A Sigh of Relief for State Street

The firm announced a $279 million charge to cover investor lawsuits, easing worries about the size of its litigation exposure

State Street Corp. (STT) is the latest financial firm to get a lift by quantifying how much it may have to cough up to settle lawsuits from investors angered by losses in what they thought were fairly conservative investment strategies.

On Jan. 3, the Boston-based company said it will take an after-tax charge of $279 million, or 71 cents per share, in the fourth quarter to set aside a reserve to cover legal exposure and other costs associated with the poor performance of certain active fixed-income strategies managed by State Street Global Advisors, its investment unit.

State Street said it expects to earn between $3.42 and $3.45 per share on a GAAP basis for the full year 2007 and estimated its return on equity at roughly 13%.

Excluding the fourth-quarter charge and merger and integration costs tied to its July, 2007, acquisition of Investors Financial, the company projected 2007 operating earnings to be between $4.54 and $4.57 per share, with a return on equity of about 17.5%

On a conference call to discuss the charge early Thursday morning, State Street said it's currently facing five lawsuits, three of which are class actions. The lawsuits include one by a unit of Prudential Financial Inc. (PRU) over $80 million in losses suffered by 165 retirement plans it manages from holdings in State Street fixed-income funds. Prudential has asserted that it wasn't told that its clients' money had been put into highly leveraged investments.

"By taking the charge, they took off the table the uncertainty about the magnitude of what the potential settlements could be," said Thomas McCrohan, an equity analyst at Janney Montgomery Scott in Philadelphia. And the business trends that State Street is benefiting from trump the charge, he added.

Shares of State Street rose 7.9% to trade at $85.10 on Jan. 3. Earlier in the day, the stock hit a new 52-week high of $85.49.

After taking the charge, the company will still be flush in cash and plans to raise non-dilutive capital to address the one capital ratio – the tangible common equity ratio, which has gotten thin at 3.5% -- that has been threatened, said McCrohan, who has a neutral rating on the stock.

Analysts agree that the company's core business is firing on all cylinders, with its foreign exchange unit in particular benefiting from the turmoil in the credit markets. But the recent environment has been a stress test for financial companies' internal risk management controls as their exposure to riskier asset classes has eroded their profits, said Patrick Schumann, an equity analyst at Edward Jones & Co. in Kansas City, Mo.
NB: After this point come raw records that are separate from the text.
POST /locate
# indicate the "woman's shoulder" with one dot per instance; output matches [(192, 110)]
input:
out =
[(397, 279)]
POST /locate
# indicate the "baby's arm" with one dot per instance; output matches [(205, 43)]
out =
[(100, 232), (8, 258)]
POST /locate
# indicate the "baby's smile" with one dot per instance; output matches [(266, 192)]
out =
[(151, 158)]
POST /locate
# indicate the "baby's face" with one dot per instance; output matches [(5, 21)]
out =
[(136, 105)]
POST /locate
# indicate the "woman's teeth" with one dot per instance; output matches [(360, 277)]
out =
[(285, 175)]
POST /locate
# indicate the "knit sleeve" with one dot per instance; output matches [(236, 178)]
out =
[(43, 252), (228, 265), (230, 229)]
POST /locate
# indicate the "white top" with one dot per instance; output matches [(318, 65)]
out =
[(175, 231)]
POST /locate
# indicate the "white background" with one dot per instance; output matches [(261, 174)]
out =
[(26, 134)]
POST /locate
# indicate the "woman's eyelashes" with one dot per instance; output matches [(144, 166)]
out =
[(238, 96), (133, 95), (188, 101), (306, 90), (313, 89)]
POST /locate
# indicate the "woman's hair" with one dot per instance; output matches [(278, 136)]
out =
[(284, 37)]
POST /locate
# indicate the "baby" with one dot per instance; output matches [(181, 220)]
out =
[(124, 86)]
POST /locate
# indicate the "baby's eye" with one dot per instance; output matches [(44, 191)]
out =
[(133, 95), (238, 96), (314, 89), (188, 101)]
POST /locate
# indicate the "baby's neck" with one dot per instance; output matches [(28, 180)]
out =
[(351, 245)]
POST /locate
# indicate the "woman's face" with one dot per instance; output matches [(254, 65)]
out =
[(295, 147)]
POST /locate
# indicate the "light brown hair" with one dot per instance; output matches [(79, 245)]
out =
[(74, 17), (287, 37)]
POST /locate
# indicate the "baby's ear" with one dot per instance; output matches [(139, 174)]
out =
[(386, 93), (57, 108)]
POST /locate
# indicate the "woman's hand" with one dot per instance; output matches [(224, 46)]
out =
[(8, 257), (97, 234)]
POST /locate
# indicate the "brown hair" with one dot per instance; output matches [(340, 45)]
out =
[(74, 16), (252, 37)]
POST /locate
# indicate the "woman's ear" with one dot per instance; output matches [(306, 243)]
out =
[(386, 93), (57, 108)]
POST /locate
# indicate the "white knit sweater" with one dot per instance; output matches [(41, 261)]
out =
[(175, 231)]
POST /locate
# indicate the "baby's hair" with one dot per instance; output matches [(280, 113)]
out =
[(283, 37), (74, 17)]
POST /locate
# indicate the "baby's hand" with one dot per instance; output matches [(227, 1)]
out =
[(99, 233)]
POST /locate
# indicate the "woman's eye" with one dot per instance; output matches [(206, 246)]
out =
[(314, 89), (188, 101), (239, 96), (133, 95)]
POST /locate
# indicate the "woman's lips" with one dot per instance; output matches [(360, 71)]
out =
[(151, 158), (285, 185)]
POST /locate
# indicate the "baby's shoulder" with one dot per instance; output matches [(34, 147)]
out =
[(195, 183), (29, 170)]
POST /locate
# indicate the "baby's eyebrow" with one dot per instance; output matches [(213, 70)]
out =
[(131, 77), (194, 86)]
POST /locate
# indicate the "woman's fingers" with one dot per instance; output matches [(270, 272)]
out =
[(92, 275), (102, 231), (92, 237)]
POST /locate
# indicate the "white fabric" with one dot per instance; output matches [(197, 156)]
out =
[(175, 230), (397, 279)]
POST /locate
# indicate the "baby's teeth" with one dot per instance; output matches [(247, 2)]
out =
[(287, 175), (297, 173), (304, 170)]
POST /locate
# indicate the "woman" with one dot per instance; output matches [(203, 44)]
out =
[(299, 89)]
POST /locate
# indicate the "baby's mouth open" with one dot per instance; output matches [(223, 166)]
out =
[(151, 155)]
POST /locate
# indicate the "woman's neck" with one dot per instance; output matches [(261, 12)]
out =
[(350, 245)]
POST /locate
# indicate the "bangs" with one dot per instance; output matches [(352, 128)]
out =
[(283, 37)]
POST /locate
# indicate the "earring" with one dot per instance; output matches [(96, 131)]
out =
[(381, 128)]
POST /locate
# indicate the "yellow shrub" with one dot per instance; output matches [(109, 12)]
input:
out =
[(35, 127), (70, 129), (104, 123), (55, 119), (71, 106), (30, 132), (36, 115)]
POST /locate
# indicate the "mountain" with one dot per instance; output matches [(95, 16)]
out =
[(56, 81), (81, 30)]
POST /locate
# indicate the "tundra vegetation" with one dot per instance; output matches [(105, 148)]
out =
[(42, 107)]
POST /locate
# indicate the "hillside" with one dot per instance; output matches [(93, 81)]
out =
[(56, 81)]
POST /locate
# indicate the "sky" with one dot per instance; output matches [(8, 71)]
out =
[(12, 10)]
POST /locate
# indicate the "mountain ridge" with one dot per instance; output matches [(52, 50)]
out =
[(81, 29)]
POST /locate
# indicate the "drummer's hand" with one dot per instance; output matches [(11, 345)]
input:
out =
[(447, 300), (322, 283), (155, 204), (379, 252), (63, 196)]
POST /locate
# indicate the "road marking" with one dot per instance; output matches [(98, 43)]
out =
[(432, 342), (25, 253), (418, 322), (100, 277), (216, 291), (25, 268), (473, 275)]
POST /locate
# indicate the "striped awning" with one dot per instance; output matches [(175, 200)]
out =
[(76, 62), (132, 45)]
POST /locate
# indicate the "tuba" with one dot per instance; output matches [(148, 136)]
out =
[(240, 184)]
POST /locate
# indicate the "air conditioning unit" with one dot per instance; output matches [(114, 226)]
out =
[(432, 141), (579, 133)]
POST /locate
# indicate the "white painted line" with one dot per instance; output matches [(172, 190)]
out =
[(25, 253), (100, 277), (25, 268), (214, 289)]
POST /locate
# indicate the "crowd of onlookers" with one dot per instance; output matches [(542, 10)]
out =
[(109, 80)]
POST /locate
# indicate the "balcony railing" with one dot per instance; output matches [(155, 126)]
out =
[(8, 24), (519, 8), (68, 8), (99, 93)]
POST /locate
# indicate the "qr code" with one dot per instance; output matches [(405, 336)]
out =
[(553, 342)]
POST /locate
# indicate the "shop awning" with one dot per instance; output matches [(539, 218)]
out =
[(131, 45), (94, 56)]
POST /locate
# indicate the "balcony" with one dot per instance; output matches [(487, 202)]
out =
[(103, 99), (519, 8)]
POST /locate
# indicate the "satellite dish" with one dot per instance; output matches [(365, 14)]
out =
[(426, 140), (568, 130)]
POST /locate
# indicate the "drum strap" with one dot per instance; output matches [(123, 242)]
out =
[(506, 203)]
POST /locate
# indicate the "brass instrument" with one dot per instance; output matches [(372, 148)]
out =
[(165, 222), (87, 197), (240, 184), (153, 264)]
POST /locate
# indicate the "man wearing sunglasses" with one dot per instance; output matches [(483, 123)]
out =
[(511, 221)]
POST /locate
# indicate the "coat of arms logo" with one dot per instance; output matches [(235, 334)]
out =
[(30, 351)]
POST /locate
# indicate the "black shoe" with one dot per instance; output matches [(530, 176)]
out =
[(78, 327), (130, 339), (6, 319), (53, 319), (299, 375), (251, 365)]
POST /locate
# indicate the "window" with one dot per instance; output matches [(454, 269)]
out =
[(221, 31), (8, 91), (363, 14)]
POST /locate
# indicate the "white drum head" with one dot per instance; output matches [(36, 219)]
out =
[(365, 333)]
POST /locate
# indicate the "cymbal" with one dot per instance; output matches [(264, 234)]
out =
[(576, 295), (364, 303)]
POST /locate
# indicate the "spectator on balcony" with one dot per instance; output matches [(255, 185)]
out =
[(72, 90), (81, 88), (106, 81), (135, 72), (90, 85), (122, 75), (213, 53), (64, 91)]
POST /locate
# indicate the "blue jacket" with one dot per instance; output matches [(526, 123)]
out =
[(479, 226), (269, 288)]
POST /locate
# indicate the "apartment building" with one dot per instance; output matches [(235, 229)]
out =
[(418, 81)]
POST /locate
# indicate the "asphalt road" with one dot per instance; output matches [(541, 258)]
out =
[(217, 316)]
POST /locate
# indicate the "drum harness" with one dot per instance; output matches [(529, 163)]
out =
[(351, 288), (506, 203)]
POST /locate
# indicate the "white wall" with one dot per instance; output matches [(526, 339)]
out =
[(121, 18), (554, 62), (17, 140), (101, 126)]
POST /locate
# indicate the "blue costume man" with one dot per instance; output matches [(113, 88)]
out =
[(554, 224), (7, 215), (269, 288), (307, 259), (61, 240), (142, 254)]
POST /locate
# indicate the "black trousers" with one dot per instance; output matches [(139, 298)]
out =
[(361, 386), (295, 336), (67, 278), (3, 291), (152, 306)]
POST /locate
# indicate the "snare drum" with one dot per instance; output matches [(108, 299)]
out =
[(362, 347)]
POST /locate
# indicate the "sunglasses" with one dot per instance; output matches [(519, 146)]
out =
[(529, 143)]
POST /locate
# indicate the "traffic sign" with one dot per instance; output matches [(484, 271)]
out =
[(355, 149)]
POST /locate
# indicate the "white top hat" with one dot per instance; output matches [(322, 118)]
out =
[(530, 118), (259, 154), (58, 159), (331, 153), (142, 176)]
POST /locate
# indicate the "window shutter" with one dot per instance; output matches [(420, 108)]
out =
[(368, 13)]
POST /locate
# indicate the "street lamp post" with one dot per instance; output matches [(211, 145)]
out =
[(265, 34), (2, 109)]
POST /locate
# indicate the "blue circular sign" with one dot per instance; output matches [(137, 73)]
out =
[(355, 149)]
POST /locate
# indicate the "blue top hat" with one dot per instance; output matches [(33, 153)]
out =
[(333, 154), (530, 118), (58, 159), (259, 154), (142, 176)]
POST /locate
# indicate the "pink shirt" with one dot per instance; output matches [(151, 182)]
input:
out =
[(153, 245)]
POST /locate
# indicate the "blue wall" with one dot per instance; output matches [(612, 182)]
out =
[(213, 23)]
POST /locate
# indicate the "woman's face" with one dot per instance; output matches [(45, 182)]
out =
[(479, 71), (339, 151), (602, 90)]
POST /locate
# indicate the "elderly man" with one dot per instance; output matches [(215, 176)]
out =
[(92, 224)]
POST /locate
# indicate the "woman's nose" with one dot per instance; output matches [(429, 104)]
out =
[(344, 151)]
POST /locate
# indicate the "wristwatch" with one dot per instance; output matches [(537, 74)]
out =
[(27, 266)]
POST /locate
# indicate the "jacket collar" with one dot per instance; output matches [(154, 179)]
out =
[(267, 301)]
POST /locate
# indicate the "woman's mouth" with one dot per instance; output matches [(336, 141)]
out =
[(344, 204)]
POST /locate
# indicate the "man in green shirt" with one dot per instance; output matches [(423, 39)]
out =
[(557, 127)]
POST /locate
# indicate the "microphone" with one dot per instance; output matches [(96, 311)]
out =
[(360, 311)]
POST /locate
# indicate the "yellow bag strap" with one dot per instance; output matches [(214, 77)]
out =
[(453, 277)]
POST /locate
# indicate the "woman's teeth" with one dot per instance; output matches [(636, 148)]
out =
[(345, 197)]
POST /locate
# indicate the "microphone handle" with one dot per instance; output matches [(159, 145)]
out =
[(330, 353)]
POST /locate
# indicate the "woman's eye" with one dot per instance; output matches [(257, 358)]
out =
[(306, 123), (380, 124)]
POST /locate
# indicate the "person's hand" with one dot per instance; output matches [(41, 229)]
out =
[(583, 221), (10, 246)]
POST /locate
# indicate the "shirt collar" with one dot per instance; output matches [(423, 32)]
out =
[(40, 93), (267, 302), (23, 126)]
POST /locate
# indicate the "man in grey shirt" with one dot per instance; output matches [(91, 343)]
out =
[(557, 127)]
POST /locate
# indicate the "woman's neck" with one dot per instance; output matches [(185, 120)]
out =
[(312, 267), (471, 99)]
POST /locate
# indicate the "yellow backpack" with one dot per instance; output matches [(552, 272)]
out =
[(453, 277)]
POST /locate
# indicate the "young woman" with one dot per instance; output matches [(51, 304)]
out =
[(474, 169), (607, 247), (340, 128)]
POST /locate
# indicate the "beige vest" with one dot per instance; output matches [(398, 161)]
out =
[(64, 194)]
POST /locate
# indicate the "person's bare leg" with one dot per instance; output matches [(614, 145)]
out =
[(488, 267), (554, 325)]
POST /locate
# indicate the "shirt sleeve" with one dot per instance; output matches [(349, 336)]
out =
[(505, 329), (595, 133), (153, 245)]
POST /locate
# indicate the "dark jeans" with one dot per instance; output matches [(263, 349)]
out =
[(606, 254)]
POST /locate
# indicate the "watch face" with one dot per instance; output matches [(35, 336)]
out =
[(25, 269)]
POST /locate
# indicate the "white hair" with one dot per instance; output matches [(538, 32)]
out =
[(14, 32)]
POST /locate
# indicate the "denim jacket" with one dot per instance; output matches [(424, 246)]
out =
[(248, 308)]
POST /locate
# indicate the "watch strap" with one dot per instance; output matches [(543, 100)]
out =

Much like the major investment banks, State Street isn't immune to the turbulence that's pervaded the markets since the summer, he said. Its exposure to investment vehicles backed by subprime mortgages – estimated at roughly $7 billion, or 20% of the value of its fixed income strategies – has come as a surprise to customers who believed they were investing in fairly conservative asset classes, he said.

"There's competition for yield and return and State Street appears to have stretched to become competitive in its investment management business, and that necessitated going into riskier type investments," Schumann said. "Going forward, there has to be a tighter review process to identify where those exposures were being taken."

While the $7 billion exposure to the subprime market is sizable, it's not a major piece of the firm's overall assets under management, he added.

The ramp-up of the foreign business, together with the volatility of the markets, have helped drive State Street's core business to higher levels of growth than most people had expected, Schumann said.

Based on the firm's revised profit estimate for the fourth quarter, the company's earnings projection for 2008 is 25 cents higher than the average estimate among Wall Street analysts, said McCrohan at Janney Montgomery Scott. Edward Jones is reviewing its estimate for the firm's 2008 earnings and believes other firms will be raising their projections as well, Schumann said.

Schumann has a hold rating on the stock because he believes the stock price already reflects State Street's "fantastic franchise" and positive business momentum.

Credit Suisse raised its estimate for State Street's fourth-quarter operating earnings to $1.40 from $1.00 per share and for 2007 earnings to $4.55 from $4.15 per share, citing strength in foreign exchange trading, securities lending, fee income and net interest income. Analyst Susan Roth Katzke also boosted her 2008 profit outlook to $5.10 from $4.75 per share and raised her price target to $85 from a prior range of $75 to $80. (Credit Suisse does or seeks to do investment banking with the firms it covers in its research reports and it also makes a market in State Street's securities.)